Aku ingat sekali saat kelas 1 SD adalah pertama kalinya aku
mengenal soal pilihan ganda. Aku adalah salah satu murid yang kena jewer karena
tak paham bagaimana cara mengerjakan soal pilihan ganda. Tenyata soal pilihan
ganda adalah bentuk soal yang aku jumpai pada 3 kali ujian nasional, tes masuk
perguruan tinggi, tes TOEFL, mengisi kuosioner, dan banyak lainnya. Guru SD
adalah guru yang pertama kali mengajari kita banyak hal.
Saat SD aku merasa tak pintar. Aku tak menonjol di salah satu
mata pelajaran. Aku iri dengan temanku Sarjuni yang ahli IPS, atau Iis yang
ahli olahraga. Mereka mengikuti olimpiade dimana-mana. Sampai pada saatnya
kelas 5 SD, Bu Tatik Guru Bahasa Indonesia memberikan kami tugas menulis cerita
saat liburan. Bu Tatik menunjukku maju pertama kali membacakan karyaku. Bu
Tatik memuji karanganku. Beliau mengkritik aku menggunakan satu kata ganti yang
kurang tepat, namun sempurna untuk lainnya. Aku merasa menjadi terbaik saat
itu. Mungkin ada sedikit rasa sombong. Tapi yang menakjubkan adalah sejak saat
itu aku lebih percaya diri bahwa ternyata aku bisa mengarang. Dan semenjak
itulah aku rutin menulis buku harian.
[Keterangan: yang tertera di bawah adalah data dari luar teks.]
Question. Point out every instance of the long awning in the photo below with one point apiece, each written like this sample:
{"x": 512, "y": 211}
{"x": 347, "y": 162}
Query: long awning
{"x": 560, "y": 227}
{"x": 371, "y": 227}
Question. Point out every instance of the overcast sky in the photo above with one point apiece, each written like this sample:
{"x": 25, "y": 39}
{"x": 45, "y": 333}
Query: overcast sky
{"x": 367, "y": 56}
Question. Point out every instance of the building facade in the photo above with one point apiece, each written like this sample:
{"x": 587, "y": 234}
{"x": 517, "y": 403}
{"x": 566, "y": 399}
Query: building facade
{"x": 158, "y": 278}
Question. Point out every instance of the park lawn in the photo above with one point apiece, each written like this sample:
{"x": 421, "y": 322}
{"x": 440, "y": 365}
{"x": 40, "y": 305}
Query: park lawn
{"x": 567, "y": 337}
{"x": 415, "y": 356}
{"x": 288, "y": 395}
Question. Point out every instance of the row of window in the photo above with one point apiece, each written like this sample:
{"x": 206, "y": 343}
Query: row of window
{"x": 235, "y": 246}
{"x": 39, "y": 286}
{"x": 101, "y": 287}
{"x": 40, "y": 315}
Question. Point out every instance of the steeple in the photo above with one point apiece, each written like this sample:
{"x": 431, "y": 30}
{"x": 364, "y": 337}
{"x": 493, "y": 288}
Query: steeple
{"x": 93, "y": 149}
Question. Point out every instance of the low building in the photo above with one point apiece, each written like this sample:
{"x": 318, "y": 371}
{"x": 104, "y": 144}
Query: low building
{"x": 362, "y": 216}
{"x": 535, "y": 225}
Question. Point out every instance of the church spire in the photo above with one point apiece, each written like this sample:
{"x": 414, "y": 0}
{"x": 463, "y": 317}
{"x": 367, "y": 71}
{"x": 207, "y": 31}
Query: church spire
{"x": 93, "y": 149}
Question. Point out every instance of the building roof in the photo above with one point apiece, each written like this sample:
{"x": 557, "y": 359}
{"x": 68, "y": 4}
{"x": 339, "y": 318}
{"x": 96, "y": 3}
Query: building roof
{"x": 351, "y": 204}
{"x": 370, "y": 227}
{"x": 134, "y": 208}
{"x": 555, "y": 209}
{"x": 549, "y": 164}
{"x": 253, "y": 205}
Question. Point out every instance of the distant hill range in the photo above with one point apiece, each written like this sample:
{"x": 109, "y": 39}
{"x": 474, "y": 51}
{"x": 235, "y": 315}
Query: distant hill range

Kebiasaan yang kujalani sampai sekarang.
Aku suka sekali menulis. Terlebih lagi
membuat cerita. Aku bahagia salah satu tulisanku berhasil menjadi juara di
kontes kepenulisan dan 2 tulisanku sudah diterbitkan dalam bentuk antologi. Bu
Tatik yang mengubahku dari “tidak tahu” menjadi “tahu” bahwa aku bisa menulis.
Saat umur SD itulah kita menjadi sepolos-polosnya anak belum tercemari oleh
realitas dunia yang sebenarnya. Apa yang akan diberikan pada kita akan lebih mengena dan terbawa sampai dewasa. Aku merasa Guru SD adalah pahlawan dalam ketulusan yang sebenar-benarnya.
Apa yang mereka harapkan dari anak polos yang membersihkan ingus saja tak
sempurna? Tak ada pamrih yang diharapkan. Hanya ketulusan yang mereka punya.
Pemikiran yang ditanamkan Bu Tatik bahwa aku bisa menulis adalah jasa besar.
Tahun ini aku hamil dan tak memungkinkan berkunjung ke rumah
Bu Tatik. Tapi aku berjanji akan mengenalkan anakku pada Bu Tatik, pahlawan
bunda mereka. Saat aku menulis cerita ini, aku baru saja mendapat pengumuman
bahwa aku mendapat juara 3 lomba menulis cerpen oleh sebuah PTN. Aku
persembahkan piala ini untuk anak dalam kandunganku dan untuk Bu Tatik
pahlawanku. Aku berjanji akan terus menulis untuk menjadi kebanggaanmu.